Depuis ses années de pensionnat, quand il écrivait à ses parents des cartes postales étonnamment mûres pour un jeune garçon et pleines de curiosité dans divers domaines - dont, déjà, la peinture -, Chatwin avait pris l'habitude de donner de ses nouvelles à ses proches, à ses employeurs (Sotheby's, donc, ou encore le Sunday Times, pour qui il travailla de 1972 à 1974), à quelques amis ou confrères écrivains, lorsqu'il le fut lui-même devenu avec un récit de voyage, son premier livre, En Patagonie. Sa correspondance, donc, même si elle comporte de belles pages, ressortit plus au témoignage, au signe de vie qu'à la littérature.
La publier était une excellente idée, ne serait-ce qu'afin qu'on n'oublie pas l'attachant Chatwin, dont l'heure de gloire est assez vite passée. Encore fallait-il pratiquer un tri, un classement chronologique, puis une sorte de montage et aussi mettre en perspective ses lettres, afin que le lecteur suive la trajectoire terrestre du nomade disparu. C'est à cette noble tâche que se sont attelés Elizabeth Chatwin, la femme de Bruce, qui a glissé ici ou là, avec pudeur, une anecdote personnelle, et Nicholas Shakespeare, romancier et auteur de la biographie de Chatwin qui fait autorité.

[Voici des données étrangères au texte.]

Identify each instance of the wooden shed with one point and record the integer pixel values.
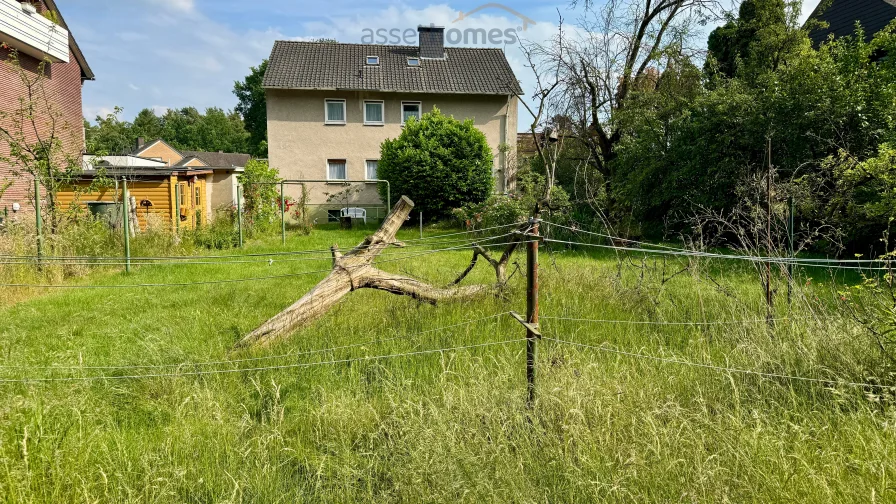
(176, 196)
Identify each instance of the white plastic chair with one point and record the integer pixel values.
(354, 213)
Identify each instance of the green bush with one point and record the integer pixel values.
(260, 194)
(438, 162)
(499, 209)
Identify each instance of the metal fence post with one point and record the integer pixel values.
(239, 212)
(125, 206)
(532, 312)
(39, 222)
(790, 245)
(282, 214)
(176, 208)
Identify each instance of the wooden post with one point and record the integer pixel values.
(239, 212)
(39, 223)
(531, 313)
(125, 203)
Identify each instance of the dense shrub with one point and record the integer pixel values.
(438, 162)
(261, 205)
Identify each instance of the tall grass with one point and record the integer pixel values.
(448, 426)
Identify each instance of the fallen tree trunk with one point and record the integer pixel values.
(354, 270)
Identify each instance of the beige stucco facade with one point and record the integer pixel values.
(300, 143)
(220, 190)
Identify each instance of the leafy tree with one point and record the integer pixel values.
(147, 125)
(438, 162)
(758, 38)
(252, 106)
(185, 128)
(110, 135)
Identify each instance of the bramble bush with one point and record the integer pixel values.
(438, 162)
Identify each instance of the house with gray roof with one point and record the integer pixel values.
(331, 105)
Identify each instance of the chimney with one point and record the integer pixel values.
(432, 41)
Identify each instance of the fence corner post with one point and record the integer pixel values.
(282, 213)
(531, 312)
(39, 224)
(126, 210)
(239, 212)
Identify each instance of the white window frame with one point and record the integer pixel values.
(327, 120)
(419, 109)
(345, 162)
(367, 174)
(382, 109)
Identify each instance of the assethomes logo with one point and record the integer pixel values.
(454, 36)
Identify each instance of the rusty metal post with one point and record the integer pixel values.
(532, 312)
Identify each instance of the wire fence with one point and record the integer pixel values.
(185, 369)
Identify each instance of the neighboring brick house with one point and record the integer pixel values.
(29, 28)
(331, 105)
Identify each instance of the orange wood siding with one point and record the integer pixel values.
(158, 192)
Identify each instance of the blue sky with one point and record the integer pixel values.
(175, 53)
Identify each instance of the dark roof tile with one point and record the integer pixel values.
(322, 65)
(842, 16)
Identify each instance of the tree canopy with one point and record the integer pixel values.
(439, 162)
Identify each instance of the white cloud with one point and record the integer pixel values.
(176, 5)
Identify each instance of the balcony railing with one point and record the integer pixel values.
(31, 33)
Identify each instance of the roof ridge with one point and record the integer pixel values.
(400, 46)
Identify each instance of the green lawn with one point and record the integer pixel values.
(439, 427)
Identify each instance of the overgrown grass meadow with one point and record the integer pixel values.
(449, 426)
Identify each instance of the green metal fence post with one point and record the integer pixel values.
(282, 214)
(239, 212)
(39, 222)
(126, 209)
(176, 208)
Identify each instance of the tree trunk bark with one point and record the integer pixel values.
(354, 271)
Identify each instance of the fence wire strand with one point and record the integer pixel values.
(668, 360)
(254, 359)
(253, 369)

S'il écrit, Bruce lit aussi : ses amis, comme Paul Theroux ou Salman Rushdie, avec les livres desquels il n'est pas toujours indulgent. Malraux, qu'il a interviewé ; ou le Michel Tournier des Météores, parce que la gémellité lui inspira son seul vrai roman, Les jumeaux de Black Hill. Et il s'occupe, même à distance, de sa carrière littéraire : ainsi, en 1987, avec Rushdie, il décide de quitter son agent littéraire de Londres, Deborah Rogers, pour rejoindre l'écurie d'Andrew Wylie, alias "Le Chacal". Ils y retrouvent, entre autres, Sir Vidia Naipaul, lequel horripilait Chatwin à cause de sa mégalomanie et de son absolu manque d'humour !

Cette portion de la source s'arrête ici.